In March 2011, the Syrian government’s repression of political protesters quickly prompted the onset of a full-fledged civil war. In the four years since, that war has spawned an international refugee crisis and has created fertile ground for the rise of extremist groups like the Islamic State. While international governments and NGOs began to condemn the Syrian government’s violence en masse in the summer of 2011, policymakers have struggled, but failed to stop the killing. As Somini Sengupta observes in The New York Times, the UN Security Council’s failure in Syria has significantly damaged its reputation and credibility among both aid groups and the parties to Syria’s civil war:

“United Nations experts have painstakingly documented a litany of torture, rape and execution committed in Syria in the past four years. No one has been held accountable. The Security Council has authorized the delivery of food and medicines, but a year since it did, aid agencies say they continue to be stymied — with no reprisal from the world powers. As for a political solution to end the war, the third and latest United Nations envoy, Staffan de Mistura, has yet to persuade the warring sides to agree to a truce for even a few weeks in even a single city, let alone resume peace talks. On all three counts, the United Nations as a whole has been unable to offer a path out of a war that has dragged on for four years, left an estimated 220,000 dead, given rise to vicious jihadists and spread havoc across the region.”

While the Islamic State’s atrocities in Syria and Iraq have captured the world’s attention over the last few months, it is the Syrian government that continues to commit mass atrocities against its own citizens. In both cases, various solutions and arrangements to end the violence have been attempted or explored by individual states and multilateral institutions alike. Thus far these efforts have done little to halt the atrocities. The resounding conclusion has been that, in Syria, there are “no good options.”

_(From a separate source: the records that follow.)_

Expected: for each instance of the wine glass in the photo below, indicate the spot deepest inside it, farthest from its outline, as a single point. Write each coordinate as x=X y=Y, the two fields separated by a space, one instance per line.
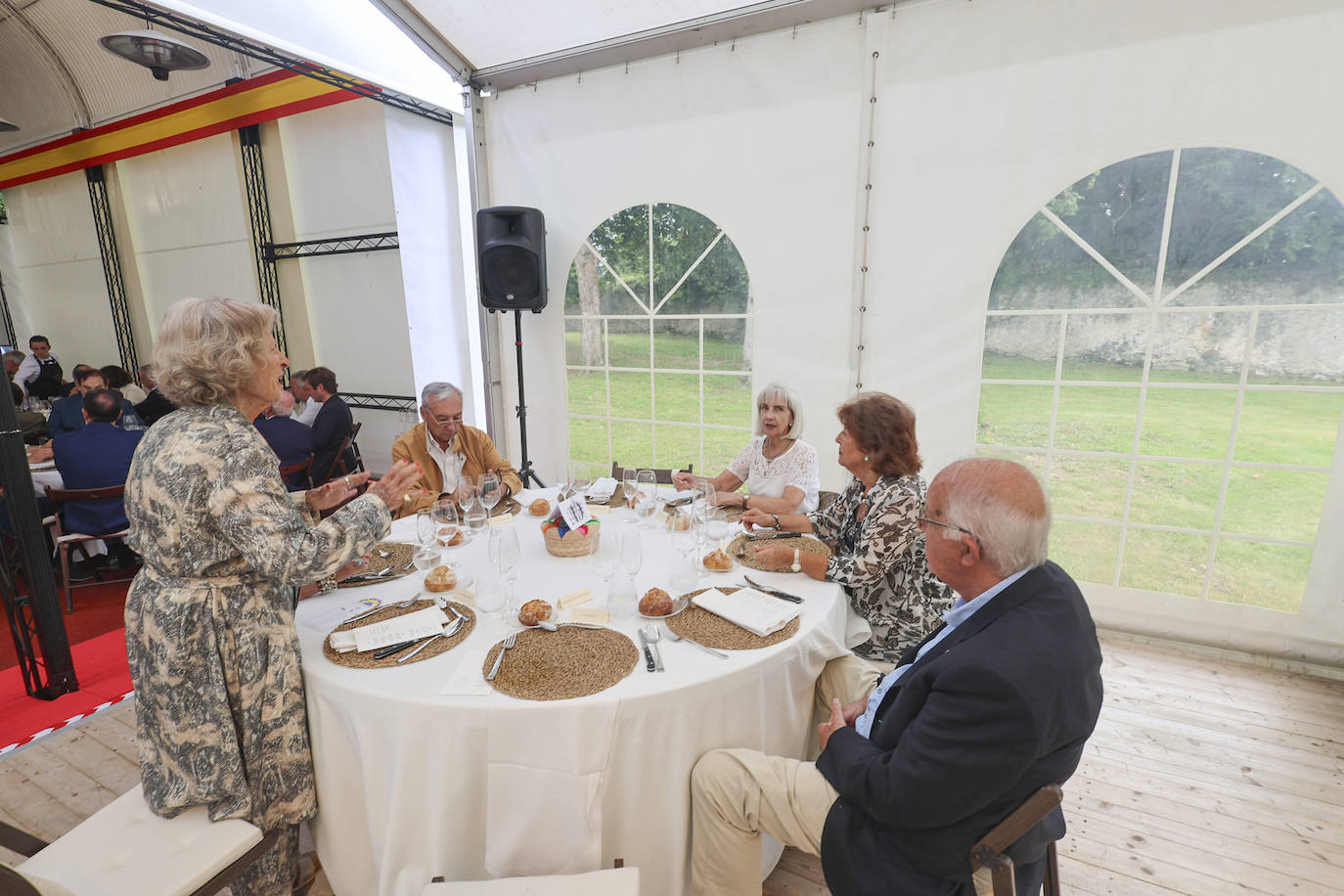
x=489 y=490
x=647 y=504
x=632 y=554
x=445 y=517
x=507 y=558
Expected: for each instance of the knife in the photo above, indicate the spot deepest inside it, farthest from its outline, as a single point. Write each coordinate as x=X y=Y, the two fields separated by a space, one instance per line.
x=648 y=654
x=775 y=593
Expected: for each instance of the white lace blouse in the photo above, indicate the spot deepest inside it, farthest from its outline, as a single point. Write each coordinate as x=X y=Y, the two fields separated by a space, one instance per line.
x=797 y=467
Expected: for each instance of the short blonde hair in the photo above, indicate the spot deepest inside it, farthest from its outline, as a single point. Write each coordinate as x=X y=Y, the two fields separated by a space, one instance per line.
x=790 y=400
x=210 y=347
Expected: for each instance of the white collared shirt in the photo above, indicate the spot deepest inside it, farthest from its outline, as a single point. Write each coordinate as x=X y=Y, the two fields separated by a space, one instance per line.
x=449 y=464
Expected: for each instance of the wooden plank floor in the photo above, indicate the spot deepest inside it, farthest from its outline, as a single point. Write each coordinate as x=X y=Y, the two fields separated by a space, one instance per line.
x=1204 y=777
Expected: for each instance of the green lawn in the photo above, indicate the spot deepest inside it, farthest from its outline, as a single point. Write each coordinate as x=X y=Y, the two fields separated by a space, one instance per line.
x=1192 y=424
x=1276 y=427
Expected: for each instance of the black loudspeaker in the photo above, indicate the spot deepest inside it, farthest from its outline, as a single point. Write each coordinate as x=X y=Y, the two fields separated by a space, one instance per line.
x=511 y=256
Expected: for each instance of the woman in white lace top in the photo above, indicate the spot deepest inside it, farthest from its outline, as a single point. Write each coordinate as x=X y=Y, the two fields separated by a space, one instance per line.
x=779 y=468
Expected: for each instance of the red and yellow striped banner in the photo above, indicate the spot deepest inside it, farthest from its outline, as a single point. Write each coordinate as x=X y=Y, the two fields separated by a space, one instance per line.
x=247 y=103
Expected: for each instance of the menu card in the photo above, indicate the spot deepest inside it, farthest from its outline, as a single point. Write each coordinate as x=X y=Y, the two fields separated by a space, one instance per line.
x=749 y=608
x=409 y=626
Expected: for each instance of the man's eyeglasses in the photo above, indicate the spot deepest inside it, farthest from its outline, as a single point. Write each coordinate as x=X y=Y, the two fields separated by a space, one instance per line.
x=949 y=525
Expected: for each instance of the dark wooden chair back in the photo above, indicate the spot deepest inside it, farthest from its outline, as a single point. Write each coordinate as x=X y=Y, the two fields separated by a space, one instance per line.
x=991 y=849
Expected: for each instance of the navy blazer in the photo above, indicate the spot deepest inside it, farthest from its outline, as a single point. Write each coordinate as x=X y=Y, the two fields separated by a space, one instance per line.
x=1000 y=708
x=67 y=416
x=96 y=457
x=331 y=426
x=290 y=439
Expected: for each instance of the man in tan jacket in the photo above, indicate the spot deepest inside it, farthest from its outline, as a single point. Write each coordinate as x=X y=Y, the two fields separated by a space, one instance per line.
x=450 y=454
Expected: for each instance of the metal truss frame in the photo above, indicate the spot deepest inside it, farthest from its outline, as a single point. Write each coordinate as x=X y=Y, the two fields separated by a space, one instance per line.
x=112 y=266
x=270 y=55
x=333 y=246
x=373 y=402
x=258 y=214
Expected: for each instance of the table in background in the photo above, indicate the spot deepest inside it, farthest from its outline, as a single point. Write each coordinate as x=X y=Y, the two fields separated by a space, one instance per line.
x=413 y=784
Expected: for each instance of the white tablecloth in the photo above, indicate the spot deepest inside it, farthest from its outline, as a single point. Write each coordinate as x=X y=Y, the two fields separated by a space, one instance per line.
x=413 y=784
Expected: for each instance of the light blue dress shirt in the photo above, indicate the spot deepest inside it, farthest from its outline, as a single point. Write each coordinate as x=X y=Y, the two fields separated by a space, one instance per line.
x=960 y=611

At the Early Warning Project, we focus on providing early warning of the risk of mass atrocities. Our aim in doing so is to fill a gap identified in the 2008, Genocide Prevention Task Force, a high-level, bipartisan group of former U.S. policymakers, that called for a “reliable process for assessing risks and generating early warning of potential atrocities.” Indeed,

if signs of genocide and mass atrocities are only detected once violence has begun to escalate, decision makers are left with only costly and risky options. In contrast, if underlying risks and evolving dynamics can be recognized and described accurately in advance of or at the early stages of a crisis, the full panoply of policy options will be viable.

Looking ahead, we hope our work—statistical assessments of the risk of state-led mass killing complemented by aggregated experts forecasts—can help broaden the array of policy options available to prevent atrocities and in doing so, reduce the number of situations where action taken is too little or too late.